Klinger retrieved the doctors' bags from the jeep. Tuck stood just behind him. "Well, he seems like a right nice fellow. Is everybody at the 4077th so friendly?"
Klinger had to collect himself before he could answer. What a topsy-turvy world it was, when an outsider's first impression of Major Charles Emerson Winchester III is "nice" and "friendly." Klinger grabbed a suitcase in each hand, then headed for the Swamp. "Friendly is our middle name," he said finally.
The doctors hoisted their duffle bags and followed. Klinger plucked open the door to the Swamp with a free finger, then stepped inside quickly before it could close on him. He stood frozen on the threshold, in shock.

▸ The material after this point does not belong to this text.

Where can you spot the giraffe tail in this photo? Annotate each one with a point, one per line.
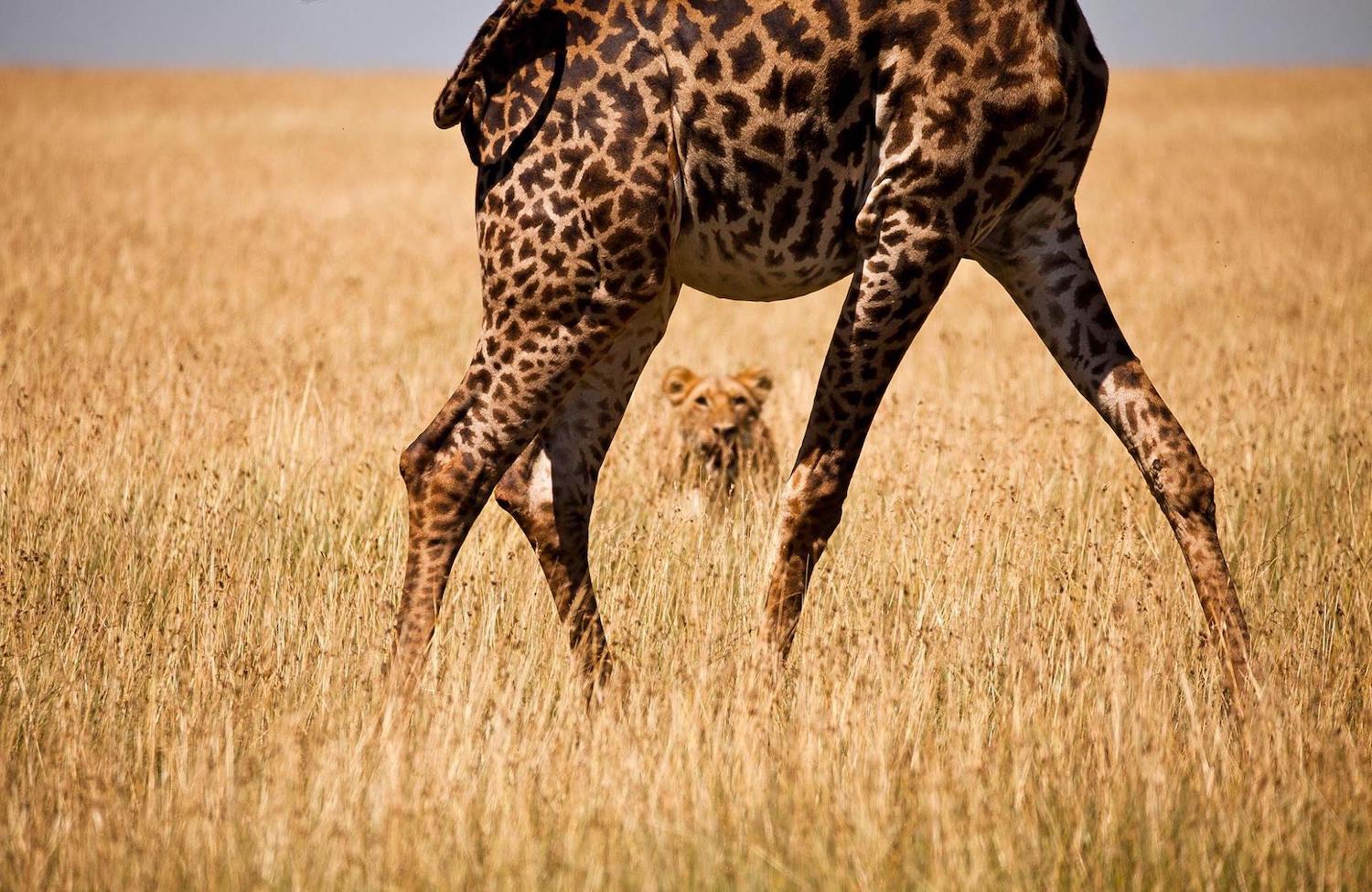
(453, 102)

Except for Captain Hunnicutt's bunk, which still sported a semi-circle of abandoned clothes and trash around its rumpled and unconscious occupant, the place had been cleaned within an inch of its life. Is this what surgeons did when they were upset -- scrub? All of Captain Pierce's things had been put away except for a few doodads. It hurt Klinger like a slap to see the empty spot on the wall where Hawkeye's purple bathrobe had always hung.
The two empty bunks, Hawkeye's former one and the spare across the room, were neatly made. However, Klinger's campmates apparently had been busy while he had been poking around his office, trying to think. All around Hawkeye's bunk, filling the vacant shelves and the table for the still, were jars and vases and glasses of water filled with wildflowers. More flowers were strewn on the bed. It looked like everyone in the MASH had stopped by to leave flowers. Hawkeye's bunk was a festival of color.
Tuck came up and peered over Klinger's shoulder. "If that don't beat all," he said softly. "Boy, you people sure know how to make a fellow feel wanted."